Have a look at this example:
https://doc.qt.io/qt-5/qtwidgets-graphicsview-diagramscene-example.html
(Especially the auto-connection between objects) Instead of a simple line with arrow, you could use your "tube"-painter and just draw from center to center of next item.
Another interesting example:
https://doc.qt.io/qt-5/qtwidgets-graphicsview-dragdroprobot-example.html@Blacksad said in Creating Labview-looking plumbing diagrams:
It would be fairly impossible to correctly place Qt standard shapes using QtDesigner, as the shapes made with QPainter would not be yet visible.
You dont need to place shapes / widgets in QtDesigner.
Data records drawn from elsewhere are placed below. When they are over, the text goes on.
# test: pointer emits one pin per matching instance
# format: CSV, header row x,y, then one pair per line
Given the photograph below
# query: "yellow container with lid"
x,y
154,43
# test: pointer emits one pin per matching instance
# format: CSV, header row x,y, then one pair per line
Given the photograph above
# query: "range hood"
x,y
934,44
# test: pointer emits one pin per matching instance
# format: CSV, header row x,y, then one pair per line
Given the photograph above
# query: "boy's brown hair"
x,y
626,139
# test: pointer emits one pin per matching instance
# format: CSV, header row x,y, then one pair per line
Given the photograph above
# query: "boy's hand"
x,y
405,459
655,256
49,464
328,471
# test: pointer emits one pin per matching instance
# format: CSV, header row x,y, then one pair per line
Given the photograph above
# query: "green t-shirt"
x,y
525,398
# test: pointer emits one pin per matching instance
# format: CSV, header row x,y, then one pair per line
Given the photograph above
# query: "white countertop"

Everything can be added using code. Code is even more powerful than the QtDesigner.
There is also Widget Promotion. You can replace standard Qt class widgets, you've placed in QtDesigner with your custom ones.@Blacksad said in Creating Labview-looking plumbing diagrams:
Manually set up everything is somehow possible with a lot of time, but any consequent change in the diagram (e.g. adding a valve and another liquid input) will force to re-do the whole process...
If you keep everything variable (maybe with a build-in editor to add valves or make new tube connection at runtime), you can add / take widgets from your process chain like you want.
Definitely possible, but takes some time to plan and implement properly.